Enzia Diaries: Pursuing Outcomes for Impact
Enzia Diaries: Pursuing Outcomes for Impact
BY
Namita Dalmia & Karuna Jain
Jan 25, 2022

At Enzia, we envision a world where people have access to learning and productive work, the ability to stay healthy and a clean environment to prosper in. The three sectors - healthcare, education and environment - play a fundamental role.. However, all three sectors have been struggling with large, systemic issues over decades which manifest as “outcomes gaps”. These gaps occur when actual outcomes are not at par with the desired/intended outcomes i.e., they fall short of reaching the optimal state. 

Why outcomes matter

Organizations are fundamentally built to solve problems and provide services and products that better the lives of their customers. Hence, pursuing customer outcomes is a holy grail for any company or industry. 

In the fundamental sectors of healthcare, education and environment, we can argue that they matter even more. Here, they lead to core impact on the customers’ lives, often with a cascading effect on their immediate ecosystems. E.g., an upskilling platform for women improves employability and career prospects for an individual woman, and at the same time elevates chances of higher household income and standard of living for her entire family.

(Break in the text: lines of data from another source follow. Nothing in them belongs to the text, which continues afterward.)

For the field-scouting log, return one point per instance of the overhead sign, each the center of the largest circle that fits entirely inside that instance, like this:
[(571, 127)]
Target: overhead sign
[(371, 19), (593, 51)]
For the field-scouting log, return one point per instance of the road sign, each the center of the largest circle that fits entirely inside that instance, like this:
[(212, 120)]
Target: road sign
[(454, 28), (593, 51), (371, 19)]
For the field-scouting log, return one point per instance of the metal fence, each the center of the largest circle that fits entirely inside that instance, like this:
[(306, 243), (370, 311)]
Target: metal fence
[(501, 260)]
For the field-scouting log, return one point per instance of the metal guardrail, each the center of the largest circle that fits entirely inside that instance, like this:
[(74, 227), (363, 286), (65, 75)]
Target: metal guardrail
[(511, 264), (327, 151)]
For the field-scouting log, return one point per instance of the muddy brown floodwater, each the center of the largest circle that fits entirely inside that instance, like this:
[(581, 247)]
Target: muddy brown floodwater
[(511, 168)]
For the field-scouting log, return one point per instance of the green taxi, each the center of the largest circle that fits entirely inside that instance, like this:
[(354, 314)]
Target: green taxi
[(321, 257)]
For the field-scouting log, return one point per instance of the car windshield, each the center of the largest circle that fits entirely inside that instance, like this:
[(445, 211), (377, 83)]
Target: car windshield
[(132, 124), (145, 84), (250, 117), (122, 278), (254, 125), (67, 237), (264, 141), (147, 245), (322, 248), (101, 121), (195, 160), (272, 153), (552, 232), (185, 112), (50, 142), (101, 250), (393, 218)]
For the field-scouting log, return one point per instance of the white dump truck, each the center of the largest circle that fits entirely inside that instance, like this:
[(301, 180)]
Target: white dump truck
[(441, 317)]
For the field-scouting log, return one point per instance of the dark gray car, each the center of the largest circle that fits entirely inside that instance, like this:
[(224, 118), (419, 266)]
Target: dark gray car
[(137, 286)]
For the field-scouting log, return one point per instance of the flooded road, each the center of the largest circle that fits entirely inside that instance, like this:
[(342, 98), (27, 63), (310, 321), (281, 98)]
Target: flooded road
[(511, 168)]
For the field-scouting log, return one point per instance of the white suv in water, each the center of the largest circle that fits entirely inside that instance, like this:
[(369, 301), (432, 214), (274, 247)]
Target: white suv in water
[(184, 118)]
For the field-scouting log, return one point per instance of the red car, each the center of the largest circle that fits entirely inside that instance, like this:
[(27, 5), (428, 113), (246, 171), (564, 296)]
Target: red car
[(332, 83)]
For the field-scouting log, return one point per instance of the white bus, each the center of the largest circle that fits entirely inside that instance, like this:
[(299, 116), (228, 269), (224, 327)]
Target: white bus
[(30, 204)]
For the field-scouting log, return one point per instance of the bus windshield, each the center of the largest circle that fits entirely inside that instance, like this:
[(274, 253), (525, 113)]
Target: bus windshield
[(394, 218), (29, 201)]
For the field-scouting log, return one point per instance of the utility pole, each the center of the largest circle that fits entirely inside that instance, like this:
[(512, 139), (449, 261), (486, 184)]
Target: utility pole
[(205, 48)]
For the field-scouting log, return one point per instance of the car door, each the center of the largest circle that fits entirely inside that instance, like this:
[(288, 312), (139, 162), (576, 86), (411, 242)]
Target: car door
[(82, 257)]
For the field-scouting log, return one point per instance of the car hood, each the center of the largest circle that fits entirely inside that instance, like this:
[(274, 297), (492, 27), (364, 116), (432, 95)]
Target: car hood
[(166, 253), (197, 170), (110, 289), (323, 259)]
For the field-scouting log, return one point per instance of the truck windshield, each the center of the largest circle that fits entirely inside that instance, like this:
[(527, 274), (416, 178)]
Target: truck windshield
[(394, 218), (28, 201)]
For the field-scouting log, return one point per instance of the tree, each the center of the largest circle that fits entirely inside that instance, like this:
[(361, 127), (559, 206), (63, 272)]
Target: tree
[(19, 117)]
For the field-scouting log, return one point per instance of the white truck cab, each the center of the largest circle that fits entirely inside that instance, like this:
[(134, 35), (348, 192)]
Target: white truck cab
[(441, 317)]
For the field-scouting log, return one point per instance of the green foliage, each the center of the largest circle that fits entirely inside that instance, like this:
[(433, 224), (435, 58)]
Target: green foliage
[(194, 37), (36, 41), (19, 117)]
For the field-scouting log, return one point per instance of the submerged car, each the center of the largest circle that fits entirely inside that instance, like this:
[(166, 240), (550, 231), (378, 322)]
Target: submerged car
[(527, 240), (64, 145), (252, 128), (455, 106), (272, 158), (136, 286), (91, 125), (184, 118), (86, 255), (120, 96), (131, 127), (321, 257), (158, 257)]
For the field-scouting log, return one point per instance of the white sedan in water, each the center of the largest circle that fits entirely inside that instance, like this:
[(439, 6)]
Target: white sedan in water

An outcomes-focused approach also enables a company to build better organisational culture. Defining outcomes clearly plays a strong role in aligning people, giving them a common goal - or rather, a mission, given the fundamentality of the impact(s) these outcomes bring - to pursue with inspiration.

Further, contrary to conventional belief, focus on ensuring customer outcomes is fundamental to better financial success of the company.

Companies that focus on customer outcomes early on are able to build better customer value propositions in terms of satisfaction, access and affordability. By regularly analysing the data on these parameters, companies can gain the right strategic and operational insights, which can further help them improve their product/service for better customer experience. Happy customers lead to more customers, i.e., companies that build their brands on customer success attract even more customers organically, driving down acquisition costs, boosting revenue, and eventually becoming profitable.

The top offline education and health institutions speak for their reputation and credibility. Time and again, they have demonstrated outcomes: students have achieved their dreams and patients have become healthier. Most of the new age businesses in healthcare, education and even environment, who are yet to prove such outcomes for their customers, could take a leaf out of their book. For purpose-driven companies in these spaces, defining and measuring their ultimate outcomes – learning & employment outcomes, patient outcomes or general health outcomes, reduced GHG emissions – are key to realizing their mission and vision.

The challenges

Defining and measuring customer outcomes are easier said than done. Especially in healthcare, education and environment, one of the biggest challenges is that many outcomes are multidimensional, intangible and cascading. They also often lead to unintended effects on other sectors, sections of society, and geographies. Further, especially for early-stage companies, measurement is both time- and resource-intensive, and thus difficult to achieve in a consistent manner.

Companies need to sift through the various outcomes of their product/service and identify which of them can be long-term, commercially viable, and bring tangible value to the company. This process can be an uphill journey. It is important that collaborators in the start-up ecosystem acknowledge these issues and come together to address them.  

Our approach

At Enzia, we partner with companies at early stages thus taking bold bets, informed by our thesis-driven and outcomes-based approach. Our approach sharply focuses on customer-centricity and customer-outcomes juxtaposed with the size of opportunity. We thus identify the right business models that have the potential to not only be large but also long-lasting. and help them inculcate the outcomes-based approach in their product/service and organisational culture early on. 

We do this through two broad actions – a) we help our portfolio companies identify their north star metric and b) we build the tools and frameworks for measurement, course correction and achievement of the right parameters along their lifecycle. The results are evident: high customer acquisition and retention rates, consistently positive customer feedback, and in some cases, customers’ interests in investing in the company itself. In this series, we pause to take a look at their journeys to customer success so far, and what lies ahead.